We notice again that when the optimizer is using OGD, the algorithm fails to converge. Also, after the optimizer commits to the pessimistic Stackelberg solution, the learner slowly converges to the best response induced by the Stackelberg equilibrium and steers the optimizer payoff close to the Stackelberg value, which is higher on average than the payoff using SGD.
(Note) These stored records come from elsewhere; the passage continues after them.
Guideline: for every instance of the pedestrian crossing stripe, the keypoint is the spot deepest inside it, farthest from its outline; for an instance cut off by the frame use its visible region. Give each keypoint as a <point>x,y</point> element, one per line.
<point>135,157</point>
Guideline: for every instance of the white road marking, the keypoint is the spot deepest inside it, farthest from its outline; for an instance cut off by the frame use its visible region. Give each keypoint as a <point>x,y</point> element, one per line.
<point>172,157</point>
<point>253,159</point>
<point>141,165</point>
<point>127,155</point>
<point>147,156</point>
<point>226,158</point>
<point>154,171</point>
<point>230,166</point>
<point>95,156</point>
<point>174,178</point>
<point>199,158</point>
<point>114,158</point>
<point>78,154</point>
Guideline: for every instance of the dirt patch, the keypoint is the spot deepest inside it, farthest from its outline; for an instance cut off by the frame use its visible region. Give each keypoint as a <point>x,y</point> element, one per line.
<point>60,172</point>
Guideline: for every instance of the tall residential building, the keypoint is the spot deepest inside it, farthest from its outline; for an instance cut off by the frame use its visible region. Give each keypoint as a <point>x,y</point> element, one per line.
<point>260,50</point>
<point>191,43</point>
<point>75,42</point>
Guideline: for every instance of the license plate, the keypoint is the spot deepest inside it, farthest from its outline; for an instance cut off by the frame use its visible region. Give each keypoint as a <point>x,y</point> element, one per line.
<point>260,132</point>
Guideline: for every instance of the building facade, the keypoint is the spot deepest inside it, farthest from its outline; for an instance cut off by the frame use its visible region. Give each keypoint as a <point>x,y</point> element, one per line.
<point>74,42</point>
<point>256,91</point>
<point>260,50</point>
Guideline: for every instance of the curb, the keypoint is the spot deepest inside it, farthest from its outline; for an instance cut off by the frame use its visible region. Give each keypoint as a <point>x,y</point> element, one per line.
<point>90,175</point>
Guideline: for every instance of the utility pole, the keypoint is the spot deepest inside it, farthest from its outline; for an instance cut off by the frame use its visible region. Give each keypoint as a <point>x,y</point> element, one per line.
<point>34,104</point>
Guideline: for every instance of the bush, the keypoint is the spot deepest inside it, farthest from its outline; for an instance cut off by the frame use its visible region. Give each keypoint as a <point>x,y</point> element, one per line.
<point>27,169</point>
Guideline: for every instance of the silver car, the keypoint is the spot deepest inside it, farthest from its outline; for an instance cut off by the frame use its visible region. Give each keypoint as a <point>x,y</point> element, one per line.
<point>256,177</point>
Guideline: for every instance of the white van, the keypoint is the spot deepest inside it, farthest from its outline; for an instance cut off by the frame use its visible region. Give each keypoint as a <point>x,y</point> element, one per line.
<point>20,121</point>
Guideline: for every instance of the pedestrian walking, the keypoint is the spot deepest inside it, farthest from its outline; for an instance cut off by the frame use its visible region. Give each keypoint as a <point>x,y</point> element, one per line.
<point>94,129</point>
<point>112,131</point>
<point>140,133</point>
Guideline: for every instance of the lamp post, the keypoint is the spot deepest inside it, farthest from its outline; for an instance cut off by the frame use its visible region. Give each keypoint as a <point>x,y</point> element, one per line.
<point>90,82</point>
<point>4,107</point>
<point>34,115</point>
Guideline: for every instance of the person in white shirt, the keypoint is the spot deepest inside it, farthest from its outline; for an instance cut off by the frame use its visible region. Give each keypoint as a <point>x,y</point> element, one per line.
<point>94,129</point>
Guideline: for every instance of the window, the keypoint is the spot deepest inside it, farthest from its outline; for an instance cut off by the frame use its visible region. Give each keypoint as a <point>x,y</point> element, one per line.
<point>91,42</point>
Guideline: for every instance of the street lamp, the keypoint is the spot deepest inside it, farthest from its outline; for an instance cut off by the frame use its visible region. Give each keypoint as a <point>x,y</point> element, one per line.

Constructed Game Instance 2:

Below we construct a game instance that has a unique Nash equilibrium to which OGD converges, and a unique Stackelberg equilibrium with higher optimizer utility than that of Nash:

Payoff (Optimizer, Learner)	L	R
U	(2, 1)	(0, 0)
D	(3, 0)	(1, 2)

The unique Nash equilibrium is $x=y=(0,1)^T$ , while the unique Stackelberg equilibrium is $x=(2/3, 1/3)^T, y=(1,0)^T$ . The optimizer payoff at Nash is $1$ , while its Stackelberg value is $2$ . The simulation result is shown in OGD_vs_BS_plot2.pdf. The plot above shows that even if both converges, BS and OGD converge to different equilibria, while BS yields a higher average payoff.

Empirical Simulation for Section 6.2

In this section we show the effectiveness of Algorithm 4 and illustrate the necessity of pessimism. Here we assume the optimizer is using Algorithm 2, but with different pessimism levels $d\in\{0.01, 0.02, 0.05\}$ . We assume that the learner is using Stochastic Mirror descent with KL regularizer. For each pure strategy of the optimizer, we set the number of steps for exploration to be $k=50$ . We consider the following game instance:

Payoff (Optimizer, Learner)	L	R
U	(0, 2)	(1, -2)
D	(5, -3)	(0, 3)

The unique Stackelberg equilibrium of this game is $x=(3/5, 2/5)^T$ with optimizer payoff $2$ .

We plot the payoffs and strategies of both player at each time step with different $d$ in KLestimation_plot1.pdf. We can see that for larger $d$ , the optimizer is being more pessimistic and chooses an action that is farther away from the Stackelberg equilibrium. Although leading to a lower Stackelberg value, for the less pessimistic choices of $d$ , since the committed optimizer strategy $\tilde{x}$ is too close to the Stackelberg equilibrium where the learner is indifferent from all mixed strategies, the gradients of the learner payoff will be extremely small and thus takes a lot longer to converge, leading to a lower payoff before convergence.

We appreciate further discussions and are happy to address any additional questions you may have.

Thank you again for your efforts and suggestions,

Authors

最终决定Accept (poster)

2025-05-01

After somewhat extensive discussion with the authors, all reviewers agree the paper should be accepted. I'd encourage the authors to consider the various feedback and discussions as they create the final version of the paper.